In the 1920s and '30s, many of those bones made their way to New York's Museum of the Natural History by the trainload. "This was an amazingly verdant place at one time. It's all vanished now," said Sturm. "We killed off these enormous creatures just by changing grass and mosses. If there's not a lesson there, boy, I don't think there is one."

When permafrost thaws ("Thaws, not melts," said Sturm. "A frozen turkey doesn't melt, it thaws") it quickly turns into a mucky brown mixture. In the area around Fairbanks, the permafrost is "discontinuous," meaning permafrost often only forms in spots that are sheltered and cooled by thick vegetation or mountains. Come summer, the sun can thaw the permafrost for weeks or months at a time, leading to slumping, uneven ground.

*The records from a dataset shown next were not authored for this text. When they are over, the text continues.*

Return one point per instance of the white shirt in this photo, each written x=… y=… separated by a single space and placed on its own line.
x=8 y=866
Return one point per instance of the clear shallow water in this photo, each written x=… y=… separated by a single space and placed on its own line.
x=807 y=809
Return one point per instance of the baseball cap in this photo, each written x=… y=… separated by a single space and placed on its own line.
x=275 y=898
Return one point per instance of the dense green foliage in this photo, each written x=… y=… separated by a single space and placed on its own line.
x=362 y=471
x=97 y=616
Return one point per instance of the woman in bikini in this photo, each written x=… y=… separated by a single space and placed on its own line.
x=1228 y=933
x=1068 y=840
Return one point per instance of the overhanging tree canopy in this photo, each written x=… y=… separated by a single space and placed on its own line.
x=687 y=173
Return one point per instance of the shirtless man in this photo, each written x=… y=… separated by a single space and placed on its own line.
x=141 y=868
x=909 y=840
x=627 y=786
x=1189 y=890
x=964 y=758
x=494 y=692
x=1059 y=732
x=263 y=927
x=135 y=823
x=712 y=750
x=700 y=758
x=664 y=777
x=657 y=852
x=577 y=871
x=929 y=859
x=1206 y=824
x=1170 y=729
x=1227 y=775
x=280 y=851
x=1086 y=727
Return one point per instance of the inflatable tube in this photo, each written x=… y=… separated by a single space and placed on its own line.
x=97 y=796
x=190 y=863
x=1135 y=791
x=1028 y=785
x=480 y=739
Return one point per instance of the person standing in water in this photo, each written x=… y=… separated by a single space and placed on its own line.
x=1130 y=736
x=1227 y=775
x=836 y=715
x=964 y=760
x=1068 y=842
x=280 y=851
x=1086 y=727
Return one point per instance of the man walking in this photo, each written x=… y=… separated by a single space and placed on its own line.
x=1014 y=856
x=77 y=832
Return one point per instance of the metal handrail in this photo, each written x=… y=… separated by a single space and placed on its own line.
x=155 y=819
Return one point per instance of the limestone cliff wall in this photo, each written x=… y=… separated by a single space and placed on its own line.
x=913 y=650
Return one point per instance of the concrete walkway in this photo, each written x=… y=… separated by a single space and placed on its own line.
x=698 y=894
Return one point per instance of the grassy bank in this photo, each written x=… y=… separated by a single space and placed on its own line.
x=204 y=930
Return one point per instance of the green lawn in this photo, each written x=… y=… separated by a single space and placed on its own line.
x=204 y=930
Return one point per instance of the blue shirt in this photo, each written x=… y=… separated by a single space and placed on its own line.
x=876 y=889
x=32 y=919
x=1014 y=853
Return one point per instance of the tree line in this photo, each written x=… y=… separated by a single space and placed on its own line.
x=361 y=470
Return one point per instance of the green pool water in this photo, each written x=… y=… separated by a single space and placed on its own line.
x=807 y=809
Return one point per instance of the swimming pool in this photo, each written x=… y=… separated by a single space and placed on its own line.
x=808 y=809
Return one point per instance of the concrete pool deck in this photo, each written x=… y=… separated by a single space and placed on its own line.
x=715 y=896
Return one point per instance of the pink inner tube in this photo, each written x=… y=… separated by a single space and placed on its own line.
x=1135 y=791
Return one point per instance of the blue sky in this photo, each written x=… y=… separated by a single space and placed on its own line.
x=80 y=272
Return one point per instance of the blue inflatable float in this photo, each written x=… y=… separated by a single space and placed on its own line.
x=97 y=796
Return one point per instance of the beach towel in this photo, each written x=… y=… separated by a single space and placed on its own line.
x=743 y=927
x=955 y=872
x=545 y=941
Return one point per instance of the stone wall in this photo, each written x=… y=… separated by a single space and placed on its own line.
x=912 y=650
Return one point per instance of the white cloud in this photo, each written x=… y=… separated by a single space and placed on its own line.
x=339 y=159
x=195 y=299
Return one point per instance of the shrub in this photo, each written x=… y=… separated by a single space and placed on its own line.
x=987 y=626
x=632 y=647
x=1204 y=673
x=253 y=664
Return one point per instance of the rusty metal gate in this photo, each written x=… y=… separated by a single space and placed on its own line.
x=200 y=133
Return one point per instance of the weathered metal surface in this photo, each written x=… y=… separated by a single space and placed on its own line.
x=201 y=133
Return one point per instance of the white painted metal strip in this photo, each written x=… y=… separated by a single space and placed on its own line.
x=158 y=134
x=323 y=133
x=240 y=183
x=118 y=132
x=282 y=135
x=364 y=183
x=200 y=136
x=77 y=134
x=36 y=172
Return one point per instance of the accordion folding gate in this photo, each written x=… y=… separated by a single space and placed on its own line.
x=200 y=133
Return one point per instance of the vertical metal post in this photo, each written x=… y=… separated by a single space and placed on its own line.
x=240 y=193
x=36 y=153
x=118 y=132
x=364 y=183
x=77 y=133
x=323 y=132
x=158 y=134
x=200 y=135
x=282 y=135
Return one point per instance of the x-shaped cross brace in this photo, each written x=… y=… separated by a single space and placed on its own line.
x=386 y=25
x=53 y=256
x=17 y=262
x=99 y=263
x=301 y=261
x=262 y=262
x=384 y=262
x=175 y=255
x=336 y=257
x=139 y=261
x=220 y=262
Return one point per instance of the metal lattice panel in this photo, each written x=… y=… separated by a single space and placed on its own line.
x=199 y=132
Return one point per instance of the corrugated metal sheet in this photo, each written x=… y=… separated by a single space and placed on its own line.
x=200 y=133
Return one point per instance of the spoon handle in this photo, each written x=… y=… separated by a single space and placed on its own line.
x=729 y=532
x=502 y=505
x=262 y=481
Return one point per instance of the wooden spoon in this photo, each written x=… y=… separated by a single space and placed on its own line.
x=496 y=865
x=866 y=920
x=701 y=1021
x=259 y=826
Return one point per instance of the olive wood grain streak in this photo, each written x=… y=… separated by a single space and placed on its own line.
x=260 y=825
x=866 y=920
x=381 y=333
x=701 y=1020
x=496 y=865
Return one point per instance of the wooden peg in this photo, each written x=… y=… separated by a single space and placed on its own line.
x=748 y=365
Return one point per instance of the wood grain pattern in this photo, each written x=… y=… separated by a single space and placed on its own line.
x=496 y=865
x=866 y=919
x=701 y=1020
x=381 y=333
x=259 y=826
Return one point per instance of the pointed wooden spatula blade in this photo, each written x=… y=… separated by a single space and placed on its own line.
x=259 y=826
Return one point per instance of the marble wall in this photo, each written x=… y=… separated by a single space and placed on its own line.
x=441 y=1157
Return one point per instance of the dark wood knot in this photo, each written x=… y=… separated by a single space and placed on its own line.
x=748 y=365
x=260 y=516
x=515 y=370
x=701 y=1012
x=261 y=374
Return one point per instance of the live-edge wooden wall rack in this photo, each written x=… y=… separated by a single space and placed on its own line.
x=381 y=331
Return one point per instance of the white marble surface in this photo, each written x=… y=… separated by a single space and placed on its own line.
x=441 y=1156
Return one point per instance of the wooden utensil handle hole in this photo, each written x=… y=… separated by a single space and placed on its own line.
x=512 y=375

Beginning in 2011, engineers began to expand the Permafrost Tunnel, citing an increased need for understanding how permafrost will respond to global warming, and the role thawing permafrost will ultimately play in exacerbating carbon levels in the Earth's atmosphere. Permafrost stores roughly 30 percent of all land-based carbon on the planet. As permafrost decomposes, it releases that carbon into the air, creating a dangerous feedback cycle. The new tunnel, which engineers plan to connect to the old 1960s tunnel, will allow scientists to 3D map complex permafrost features, like ice wedges, and provide side rooms for permafrost warming experiments.